Come join us for our monthly Astronomy talk!
Many of SJAA’s events, like this one, are public and free to attend, but if you’re enjoying what SJAA has to offer, consider becoming a paid member for only $20 per year: https://www.sjaa.net/membership/benefits-of-membership-2/
7:30pm to 8pm: Social time, come and mingle. We will have snacks and beverages.
Talk begins at 8pm.
Topic: Adaptive Optics for Telescopes Large and Small
Speaker: Professor Claire E. Max, UC Santa Cruz
In the past 20 years, adaptive optics (AO) technology to remove image blurring due to atmospheric turbulence has come a long way. In this talk I will describe the basic principles of AO and laser guide stars; a bit of AO history; its current status on 8-10m telescopes; and future plans. I will also discuss what AO can, and cannot, do to sharpen images on smaller telescopes (say a half meter or less). I'd like to hear whether anyone in the group has tried one of the amateur-level AO systems, and what their experience has been.
Claire Max is the Bachmann Professor of Astronomy and Astrophysics at the University of California, Santa Cruz, where she is Director of the University of California Observatories.
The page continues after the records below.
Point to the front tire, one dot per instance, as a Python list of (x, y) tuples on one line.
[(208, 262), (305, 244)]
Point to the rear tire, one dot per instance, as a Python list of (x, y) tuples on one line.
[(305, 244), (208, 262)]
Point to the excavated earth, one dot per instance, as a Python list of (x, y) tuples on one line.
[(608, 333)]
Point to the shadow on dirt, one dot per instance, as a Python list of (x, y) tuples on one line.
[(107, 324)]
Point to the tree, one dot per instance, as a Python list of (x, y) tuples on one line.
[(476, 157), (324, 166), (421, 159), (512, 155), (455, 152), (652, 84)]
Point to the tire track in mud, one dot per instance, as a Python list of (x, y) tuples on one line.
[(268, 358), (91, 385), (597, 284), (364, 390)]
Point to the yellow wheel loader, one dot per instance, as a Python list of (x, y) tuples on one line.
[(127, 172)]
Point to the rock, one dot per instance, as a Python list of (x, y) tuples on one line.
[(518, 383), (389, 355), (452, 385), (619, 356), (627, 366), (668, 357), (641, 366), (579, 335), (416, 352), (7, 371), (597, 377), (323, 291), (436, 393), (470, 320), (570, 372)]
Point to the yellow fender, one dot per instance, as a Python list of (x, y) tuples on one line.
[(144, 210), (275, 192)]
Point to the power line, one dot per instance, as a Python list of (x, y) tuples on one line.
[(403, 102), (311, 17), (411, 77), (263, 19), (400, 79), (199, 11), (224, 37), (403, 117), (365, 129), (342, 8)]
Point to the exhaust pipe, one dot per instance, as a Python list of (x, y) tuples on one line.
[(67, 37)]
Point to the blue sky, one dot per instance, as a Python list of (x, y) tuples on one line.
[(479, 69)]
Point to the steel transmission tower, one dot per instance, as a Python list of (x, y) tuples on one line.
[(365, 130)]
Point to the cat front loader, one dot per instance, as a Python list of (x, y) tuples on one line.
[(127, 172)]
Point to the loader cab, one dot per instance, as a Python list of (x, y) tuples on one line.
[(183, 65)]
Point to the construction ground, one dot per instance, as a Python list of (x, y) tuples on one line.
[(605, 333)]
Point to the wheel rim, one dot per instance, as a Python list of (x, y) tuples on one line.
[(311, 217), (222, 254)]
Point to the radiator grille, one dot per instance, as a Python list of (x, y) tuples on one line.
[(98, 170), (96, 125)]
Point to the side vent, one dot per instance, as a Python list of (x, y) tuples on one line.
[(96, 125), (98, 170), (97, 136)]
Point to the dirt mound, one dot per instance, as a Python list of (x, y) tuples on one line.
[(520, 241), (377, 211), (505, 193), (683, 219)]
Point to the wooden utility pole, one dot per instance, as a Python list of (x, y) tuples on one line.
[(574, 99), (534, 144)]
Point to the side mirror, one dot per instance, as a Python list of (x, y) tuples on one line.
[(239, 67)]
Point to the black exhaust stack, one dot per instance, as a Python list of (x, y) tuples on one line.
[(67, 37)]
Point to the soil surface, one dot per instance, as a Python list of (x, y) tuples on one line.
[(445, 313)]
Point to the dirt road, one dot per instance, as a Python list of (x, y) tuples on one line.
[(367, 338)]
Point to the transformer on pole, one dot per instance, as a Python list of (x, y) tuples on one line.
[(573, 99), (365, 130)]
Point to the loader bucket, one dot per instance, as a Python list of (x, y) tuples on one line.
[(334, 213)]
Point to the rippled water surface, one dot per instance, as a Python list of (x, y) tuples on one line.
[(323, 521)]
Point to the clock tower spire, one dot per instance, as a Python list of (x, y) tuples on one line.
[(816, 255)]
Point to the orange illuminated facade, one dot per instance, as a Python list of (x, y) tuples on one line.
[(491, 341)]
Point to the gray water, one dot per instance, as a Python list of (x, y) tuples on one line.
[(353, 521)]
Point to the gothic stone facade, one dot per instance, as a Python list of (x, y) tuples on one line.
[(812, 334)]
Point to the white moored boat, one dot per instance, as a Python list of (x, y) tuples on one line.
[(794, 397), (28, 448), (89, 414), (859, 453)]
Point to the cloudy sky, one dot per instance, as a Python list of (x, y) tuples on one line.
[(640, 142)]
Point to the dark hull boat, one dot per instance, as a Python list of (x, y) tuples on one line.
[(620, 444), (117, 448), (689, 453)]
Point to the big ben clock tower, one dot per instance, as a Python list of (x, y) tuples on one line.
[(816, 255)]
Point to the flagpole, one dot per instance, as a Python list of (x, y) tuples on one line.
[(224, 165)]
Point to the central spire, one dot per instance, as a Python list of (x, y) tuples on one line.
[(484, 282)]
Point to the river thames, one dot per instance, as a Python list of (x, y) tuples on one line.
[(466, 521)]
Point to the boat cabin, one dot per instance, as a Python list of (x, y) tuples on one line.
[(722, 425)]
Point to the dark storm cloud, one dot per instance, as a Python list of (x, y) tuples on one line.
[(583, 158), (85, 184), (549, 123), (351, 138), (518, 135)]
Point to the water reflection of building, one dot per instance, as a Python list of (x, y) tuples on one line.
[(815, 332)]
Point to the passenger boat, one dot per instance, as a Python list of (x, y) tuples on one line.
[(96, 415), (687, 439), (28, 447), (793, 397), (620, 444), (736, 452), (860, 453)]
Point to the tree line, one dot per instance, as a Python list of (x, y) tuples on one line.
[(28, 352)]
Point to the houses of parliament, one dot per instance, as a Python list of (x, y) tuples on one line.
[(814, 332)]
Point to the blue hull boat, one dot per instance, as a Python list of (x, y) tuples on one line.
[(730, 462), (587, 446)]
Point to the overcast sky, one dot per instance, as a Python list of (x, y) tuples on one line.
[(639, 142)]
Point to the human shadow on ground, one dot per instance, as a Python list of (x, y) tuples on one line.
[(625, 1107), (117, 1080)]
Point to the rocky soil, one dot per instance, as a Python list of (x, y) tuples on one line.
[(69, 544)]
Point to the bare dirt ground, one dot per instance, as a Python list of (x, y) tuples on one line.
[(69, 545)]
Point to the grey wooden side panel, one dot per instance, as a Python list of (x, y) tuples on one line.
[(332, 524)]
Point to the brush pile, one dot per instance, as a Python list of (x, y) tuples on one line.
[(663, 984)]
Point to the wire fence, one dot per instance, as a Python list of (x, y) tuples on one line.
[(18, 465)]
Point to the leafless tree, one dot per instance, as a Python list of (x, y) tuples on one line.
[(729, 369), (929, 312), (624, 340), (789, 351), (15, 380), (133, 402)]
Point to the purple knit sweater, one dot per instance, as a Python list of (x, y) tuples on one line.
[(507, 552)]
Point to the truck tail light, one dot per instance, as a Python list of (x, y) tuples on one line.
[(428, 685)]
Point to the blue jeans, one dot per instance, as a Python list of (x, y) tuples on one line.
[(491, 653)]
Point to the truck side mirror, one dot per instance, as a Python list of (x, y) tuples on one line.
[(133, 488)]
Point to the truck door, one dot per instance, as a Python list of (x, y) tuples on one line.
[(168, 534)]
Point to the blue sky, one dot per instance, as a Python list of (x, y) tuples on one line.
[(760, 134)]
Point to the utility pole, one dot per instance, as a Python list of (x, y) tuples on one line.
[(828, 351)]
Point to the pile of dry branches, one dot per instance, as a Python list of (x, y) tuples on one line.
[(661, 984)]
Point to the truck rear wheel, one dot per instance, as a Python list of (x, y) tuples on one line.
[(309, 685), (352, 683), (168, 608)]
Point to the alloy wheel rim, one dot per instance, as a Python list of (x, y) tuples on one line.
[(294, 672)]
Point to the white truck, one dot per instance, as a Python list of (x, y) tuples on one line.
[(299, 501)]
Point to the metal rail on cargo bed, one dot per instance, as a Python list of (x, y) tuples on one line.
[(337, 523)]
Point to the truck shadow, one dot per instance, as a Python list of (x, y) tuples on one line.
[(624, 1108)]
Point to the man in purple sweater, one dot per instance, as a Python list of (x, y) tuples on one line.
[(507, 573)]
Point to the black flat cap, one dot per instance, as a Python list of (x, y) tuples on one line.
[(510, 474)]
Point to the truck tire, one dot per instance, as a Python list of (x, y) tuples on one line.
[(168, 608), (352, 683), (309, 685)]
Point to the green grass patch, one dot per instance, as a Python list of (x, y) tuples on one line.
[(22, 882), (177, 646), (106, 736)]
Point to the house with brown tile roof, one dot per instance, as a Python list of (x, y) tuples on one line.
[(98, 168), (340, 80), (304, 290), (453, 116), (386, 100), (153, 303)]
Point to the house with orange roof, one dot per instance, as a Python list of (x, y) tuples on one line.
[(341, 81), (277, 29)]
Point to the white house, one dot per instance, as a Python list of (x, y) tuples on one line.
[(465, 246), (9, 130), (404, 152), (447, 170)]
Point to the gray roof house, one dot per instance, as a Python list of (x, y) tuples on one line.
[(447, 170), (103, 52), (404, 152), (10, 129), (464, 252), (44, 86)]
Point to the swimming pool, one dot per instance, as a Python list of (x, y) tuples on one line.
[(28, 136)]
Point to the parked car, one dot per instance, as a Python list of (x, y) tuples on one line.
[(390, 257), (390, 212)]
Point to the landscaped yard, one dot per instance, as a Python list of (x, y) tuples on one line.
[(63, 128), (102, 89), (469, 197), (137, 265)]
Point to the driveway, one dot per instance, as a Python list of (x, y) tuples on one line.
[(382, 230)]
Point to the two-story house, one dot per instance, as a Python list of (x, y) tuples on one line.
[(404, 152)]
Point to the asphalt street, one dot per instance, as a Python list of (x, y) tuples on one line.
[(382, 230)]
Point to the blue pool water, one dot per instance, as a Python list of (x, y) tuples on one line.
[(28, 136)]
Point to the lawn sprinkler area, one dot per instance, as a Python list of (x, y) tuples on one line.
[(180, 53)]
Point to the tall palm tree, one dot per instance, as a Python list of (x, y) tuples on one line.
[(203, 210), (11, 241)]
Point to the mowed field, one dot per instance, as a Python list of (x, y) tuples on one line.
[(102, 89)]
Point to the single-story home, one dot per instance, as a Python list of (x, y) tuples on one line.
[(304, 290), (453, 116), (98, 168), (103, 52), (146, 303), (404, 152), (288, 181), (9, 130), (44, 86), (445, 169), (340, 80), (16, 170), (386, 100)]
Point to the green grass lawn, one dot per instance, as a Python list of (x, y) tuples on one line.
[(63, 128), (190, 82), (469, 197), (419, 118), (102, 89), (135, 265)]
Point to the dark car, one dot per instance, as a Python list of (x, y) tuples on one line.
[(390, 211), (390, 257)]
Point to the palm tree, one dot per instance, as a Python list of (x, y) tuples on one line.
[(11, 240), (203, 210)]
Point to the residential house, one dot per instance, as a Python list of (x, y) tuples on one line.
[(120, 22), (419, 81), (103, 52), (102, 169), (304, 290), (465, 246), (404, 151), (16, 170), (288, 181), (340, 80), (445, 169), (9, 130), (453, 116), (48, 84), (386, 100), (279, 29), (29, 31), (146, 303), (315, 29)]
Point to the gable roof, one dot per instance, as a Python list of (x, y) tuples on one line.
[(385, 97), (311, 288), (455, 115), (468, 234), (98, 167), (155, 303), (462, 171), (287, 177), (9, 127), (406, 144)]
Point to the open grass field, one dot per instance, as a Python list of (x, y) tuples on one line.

She graduated from Radcliffe College (A.B.) and Princeton University (Ph.D.), and was a postdoc at UC Berkeley. Dr. Max was a physicist at the Lawrence Livermore National Laboratory for many years, where she was the founding director LLNL's branch of the Institute of Geophysics and Planetary Physics. At UCSC she was a founder and Director of the Center for Adaptive Optics, an NSF Science and Technology Center.
Dr. Max's current research interests include adaptive optics, laser guide stars, and their use for studies of nearby galaxy mergers and active galactic nuclei.
Dr. Max is a member of the National Academy of Sciences, the American Academy of Arts and Sciences, and the California Academy of Sciences. She was recipient of the Ernest O. Lawrence Award in Physics by the US Department of Energy in 2004, the James Madison Medal of Princeton University in 2009, and the American Astronomical Society's Joseph Weber Award for Instrumentation in 2016. She is a Fellow of the American Physical Society, the SPIE, and the American Association for the Advancement of Science.